Let’s say we want to visualise the degee centrality in order to demonstrate who is prominent in the network. Use the chunk below and see how we combine the plot() with the degree() functions from igraph.
plot(grime_08_clean, vertex.size = degree(grime_08_clean))
Pretty cool, right? Bear in mind that this literally assigned the node size to equal the value of the degree centrality. So, if a node has a degree value of 100, the their size will equal 100. This will likely crowd out other nodes in your visualisation. If this occurs, you may try dividing the degree scores by a constant (for example. 10). This will divide every node’s degree score, so the visual will still represent the relative differences between their degree. To do this simply add a division after the degree() argument. If the opposite occurs (i.e. the node’s degree centrality is too small to visualise) you can multiply it by a constant. See the examples below.
par(mfrow = c(1, 2))
set.seed(123)
plot(grime_08_clean, vertex.size = degree(grime_08_clean)/2, sub = "Node Size = Degree/2")
set.seed(123)
plot(grime_08_clean, vertex.size = degree(grime_08_clean)*2, sub = "Node Size = Degree*2")
There are many measures that you can use to tell a story about individuals in your network. They all rely on sightly different maths and algorithms. As such, I encourage you to learn, at least on a fundamental level what each measure captures so you can understant what the measure is really telling you.
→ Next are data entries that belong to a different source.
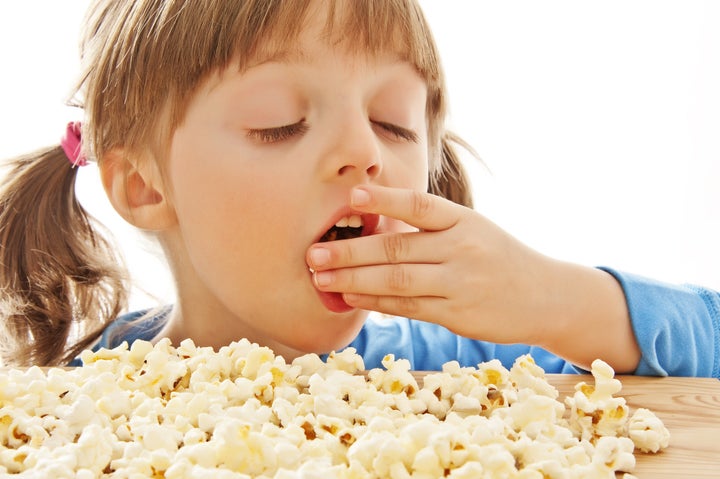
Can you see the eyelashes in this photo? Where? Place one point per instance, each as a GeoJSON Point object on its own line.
{"type": "Point", "coordinates": [278, 134]}
{"type": "Point", "coordinates": [287, 132]}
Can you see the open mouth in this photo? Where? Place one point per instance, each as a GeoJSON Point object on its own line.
{"type": "Point", "coordinates": [347, 227]}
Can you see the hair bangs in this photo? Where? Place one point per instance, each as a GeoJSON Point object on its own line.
{"type": "Point", "coordinates": [144, 60]}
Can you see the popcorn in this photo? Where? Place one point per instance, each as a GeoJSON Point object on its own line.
{"type": "Point", "coordinates": [242, 412]}
{"type": "Point", "coordinates": [647, 431]}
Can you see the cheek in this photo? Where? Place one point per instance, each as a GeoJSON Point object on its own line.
{"type": "Point", "coordinates": [230, 221]}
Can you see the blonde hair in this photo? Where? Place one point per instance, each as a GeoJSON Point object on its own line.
{"type": "Point", "coordinates": [142, 62]}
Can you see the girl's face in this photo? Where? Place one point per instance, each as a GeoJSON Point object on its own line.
{"type": "Point", "coordinates": [261, 168]}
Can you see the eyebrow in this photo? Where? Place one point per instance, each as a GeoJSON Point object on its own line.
{"type": "Point", "coordinates": [278, 55]}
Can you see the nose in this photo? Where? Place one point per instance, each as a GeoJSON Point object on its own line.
{"type": "Point", "coordinates": [355, 154]}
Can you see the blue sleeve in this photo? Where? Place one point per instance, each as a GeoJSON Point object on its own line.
{"type": "Point", "coordinates": [676, 327]}
{"type": "Point", "coordinates": [428, 346]}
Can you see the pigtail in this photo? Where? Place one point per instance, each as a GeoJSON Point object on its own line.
{"type": "Point", "coordinates": [451, 180]}
{"type": "Point", "coordinates": [60, 282]}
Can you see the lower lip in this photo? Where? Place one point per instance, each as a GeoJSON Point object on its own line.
{"type": "Point", "coordinates": [334, 302]}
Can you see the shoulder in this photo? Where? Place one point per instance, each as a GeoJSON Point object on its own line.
{"type": "Point", "coordinates": [428, 346]}
{"type": "Point", "coordinates": [137, 325]}
{"type": "Point", "coordinates": [144, 325]}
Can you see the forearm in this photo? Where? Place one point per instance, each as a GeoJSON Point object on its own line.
{"type": "Point", "coordinates": [587, 318]}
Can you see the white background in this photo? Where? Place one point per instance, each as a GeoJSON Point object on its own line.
{"type": "Point", "coordinates": [599, 122]}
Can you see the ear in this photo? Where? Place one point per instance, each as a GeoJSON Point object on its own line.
{"type": "Point", "coordinates": [136, 191]}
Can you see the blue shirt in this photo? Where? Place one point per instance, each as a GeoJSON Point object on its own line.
{"type": "Point", "coordinates": [677, 329]}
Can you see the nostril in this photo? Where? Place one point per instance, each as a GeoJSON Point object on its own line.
{"type": "Point", "coordinates": [372, 170]}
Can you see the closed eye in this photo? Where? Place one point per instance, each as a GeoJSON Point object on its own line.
{"type": "Point", "coordinates": [397, 132]}
{"type": "Point", "coordinates": [278, 134]}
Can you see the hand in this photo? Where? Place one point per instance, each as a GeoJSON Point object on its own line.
{"type": "Point", "coordinates": [459, 270]}
{"type": "Point", "coordinates": [463, 272]}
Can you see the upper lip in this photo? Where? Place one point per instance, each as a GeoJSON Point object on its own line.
{"type": "Point", "coordinates": [370, 221]}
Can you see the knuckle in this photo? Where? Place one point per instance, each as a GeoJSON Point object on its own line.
{"type": "Point", "coordinates": [406, 306]}
{"type": "Point", "coordinates": [398, 279]}
{"type": "Point", "coordinates": [395, 245]}
{"type": "Point", "coordinates": [421, 204]}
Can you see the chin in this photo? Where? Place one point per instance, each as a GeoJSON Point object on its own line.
{"type": "Point", "coordinates": [322, 339]}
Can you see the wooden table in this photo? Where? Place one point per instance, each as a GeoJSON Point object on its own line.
{"type": "Point", "coordinates": [690, 409]}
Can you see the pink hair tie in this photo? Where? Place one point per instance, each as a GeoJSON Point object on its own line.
{"type": "Point", "coordinates": [71, 144]}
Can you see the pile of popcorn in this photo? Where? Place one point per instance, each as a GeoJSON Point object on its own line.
{"type": "Point", "coordinates": [178, 412]}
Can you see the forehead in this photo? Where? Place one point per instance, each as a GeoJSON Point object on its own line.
{"type": "Point", "coordinates": [358, 27]}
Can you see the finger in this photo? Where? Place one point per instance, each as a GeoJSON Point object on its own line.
{"type": "Point", "coordinates": [416, 208]}
{"type": "Point", "coordinates": [384, 280]}
{"type": "Point", "coordinates": [386, 248]}
{"type": "Point", "coordinates": [421, 308]}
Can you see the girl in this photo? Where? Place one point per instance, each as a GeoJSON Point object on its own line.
{"type": "Point", "coordinates": [292, 160]}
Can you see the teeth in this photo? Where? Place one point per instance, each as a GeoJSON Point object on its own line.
{"type": "Point", "coordinates": [353, 221]}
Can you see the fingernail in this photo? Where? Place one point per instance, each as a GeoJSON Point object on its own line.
{"type": "Point", "coordinates": [319, 257]}
{"type": "Point", "coordinates": [350, 298]}
{"type": "Point", "coordinates": [323, 278]}
{"type": "Point", "coordinates": [359, 197]}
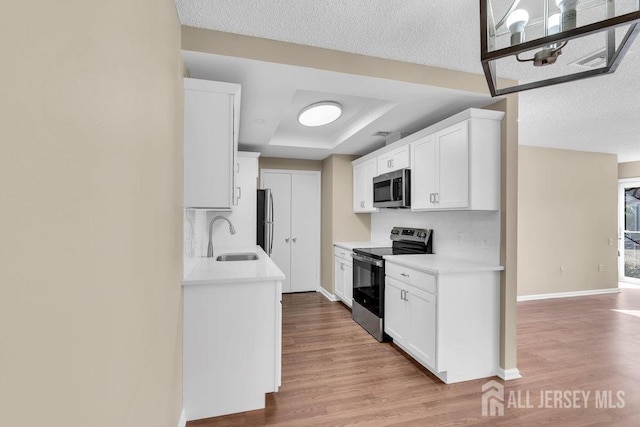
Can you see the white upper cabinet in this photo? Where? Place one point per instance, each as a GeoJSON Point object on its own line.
{"type": "Point", "coordinates": [394, 160]}
{"type": "Point", "coordinates": [363, 174]}
{"type": "Point", "coordinates": [457, 167]}
{"type": "Point", "coordinates": [211, 125]}
{"type": "Point", "coordinates": [455, 164]}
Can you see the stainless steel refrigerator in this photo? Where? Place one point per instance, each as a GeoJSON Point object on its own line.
{"type": "Point", "coordinates": [264, 226]}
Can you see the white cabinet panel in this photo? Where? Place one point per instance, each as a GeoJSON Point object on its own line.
{"type": "Point", "coordinates": [424, 182]}
{"type": "Point", "coordinates": [421, 337]}
{"type": "Point", "coordinates": [457, 167]}
{"type": "Point", "coordinates": [296, 242]}
{"type": "Point", "coordinates": [453, 167]}
{"type": "Point", "coordinates": [211, 118]}
{"type": "Point", "coordinates": [394, 160]}
{"type": "Point", "coordinates": [231, 347]}
{"type": "Point", "coordinates": [453, 332]}
{"type": "Point", "coordinates": [343, 275]}
{"type": "Point", "coordinates": [339, 278]}
{"type": "Point", "coordinates": [363, 174]}
{"type": "Point", "coordinates": [395, 310]}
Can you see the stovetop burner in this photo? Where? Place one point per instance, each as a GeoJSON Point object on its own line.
{"type": "Point", "coordinates": [406, 241]}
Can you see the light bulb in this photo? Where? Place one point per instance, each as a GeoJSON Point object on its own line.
{"type": "Point", "coordinates": [516, 22]}
{"type": "Point", "coordinates": [569, 14]}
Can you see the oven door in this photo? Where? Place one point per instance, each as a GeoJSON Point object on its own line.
{"type": "Point", "coordinates": [368, 283]}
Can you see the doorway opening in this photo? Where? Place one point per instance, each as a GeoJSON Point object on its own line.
{"type": "Point", "coordinates": [629, 231]}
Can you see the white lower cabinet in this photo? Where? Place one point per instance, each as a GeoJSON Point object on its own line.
{"type": "Point", "coordinates": [410, 319]}
{"type": "Point", "coordinates": [343, 266]}
{"type": "Point", "coordinates": [232, 347]}
{"type": "Point", "coordinates": [395, 310]}
{"type": "Point", "coordinates": [448, 322]}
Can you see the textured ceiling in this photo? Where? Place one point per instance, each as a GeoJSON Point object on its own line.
{"type": "Point", "coordinates": [598, 114]}
{"type": "Point", "coordinates": [404, 30]}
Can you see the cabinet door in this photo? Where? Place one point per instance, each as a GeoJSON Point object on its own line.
{"type": "Point", "coordinates": [280, 185]}
{"type": "Point", "coordinates": [394, 160]}
{"type": "Point", "coordinates": [339, 278]}
{"type": "Point", "coordinates": [421, 334]}
{"type": "Point", "coordinates": [348, 284]}
{"type": "Point", "coordinates": [400, 158]}
{"type": "Point", "coordinates": [363, 175]}
{"type": "Point", "coordinates": [423, 173]}
{"type": "Point", "coordinates": [453, 166]}
{"type": "Point", "coordinates": [305, 231]}
{"type": "Point", "coordinates": [395, 310]}
{"type": "Point", "coordinates": [208, 149]}
{"type": "Point", "coordinates": [359, 187]}
{"type": "Point", "coordinates": [384, 163]}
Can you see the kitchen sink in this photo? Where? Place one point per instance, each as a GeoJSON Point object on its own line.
{"type": "Point", "coordinates": [244, 256]}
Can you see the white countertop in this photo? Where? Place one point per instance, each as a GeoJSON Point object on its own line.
{"type": "Point", "coordinates": [439, 264]}
{"type": "Point", "coordinates": [208, 271]}
{"type": "Point", "coordinates": [353, 245]}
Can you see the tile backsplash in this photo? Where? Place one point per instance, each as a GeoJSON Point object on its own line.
{"type": "Point", "coordinates": [472, 235]}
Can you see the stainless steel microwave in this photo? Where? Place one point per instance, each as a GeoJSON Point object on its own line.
{"type": "Point", "coordinates": [392, 190]}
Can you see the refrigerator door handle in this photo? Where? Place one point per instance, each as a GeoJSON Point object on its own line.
{"type": "Point", "coordinates": [271, 224]}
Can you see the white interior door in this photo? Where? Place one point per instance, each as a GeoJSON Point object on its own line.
{"type": "Point", "coordinates": [280, 185]}
{"type": "Point", "coordinates": [629, 231]}
{"type": "Point", "coordinates": [305, 231]}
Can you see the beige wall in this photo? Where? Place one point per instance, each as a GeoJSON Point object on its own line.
{"type": "Point", "coordinates": [567, 218]}
{"type": "Point", "coordinates": [91, 184]}
{"type": "Point", "coordinates": [236, 45]}
{"type": "Point", "coordinates": [339, 223]}
{"type": "Point", "coordinates": [629, 170]}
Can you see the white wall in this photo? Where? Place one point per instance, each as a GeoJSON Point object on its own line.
{"type": "Point", "coordinates": [472, 235]}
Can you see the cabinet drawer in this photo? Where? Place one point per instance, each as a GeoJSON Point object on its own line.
{"type": "Point", "coordinates": [418, 279]}
{"type": "Point", "coordinates": [344, 254]}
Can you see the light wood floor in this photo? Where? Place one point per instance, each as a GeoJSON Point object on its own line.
{"type": "Point", "coordinates": [334, 373]}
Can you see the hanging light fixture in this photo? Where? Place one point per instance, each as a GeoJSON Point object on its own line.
{"type": "Point", "coordinates": [526, 43]}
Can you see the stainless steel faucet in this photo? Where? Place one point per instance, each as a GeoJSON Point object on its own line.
{"type": "Point", "coordinates": [231, 230]}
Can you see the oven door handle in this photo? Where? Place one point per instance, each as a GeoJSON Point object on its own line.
{"type": "Point", "coordinates": [376, 262]}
Furthermore, it may make sense to remove isolates from the network and only keep the main component of the network. Depending on what measures you are using, isolates are often left out. For example, you can’t get the constraint measure for an isolate. So, you may consider only including those with connections in your analysis. This depends on what you are trying to do. I encourage you to be mindful of what you are asking and then consider if you need everyone in the network (i.e. including isolates) or if your question only involves those with connections to others.
We can now make this a dataframe with all the information that we have created. To do this, we need to create objects (vectors) with all of the measures we care for. Then we can assign these to a data frame that we can use.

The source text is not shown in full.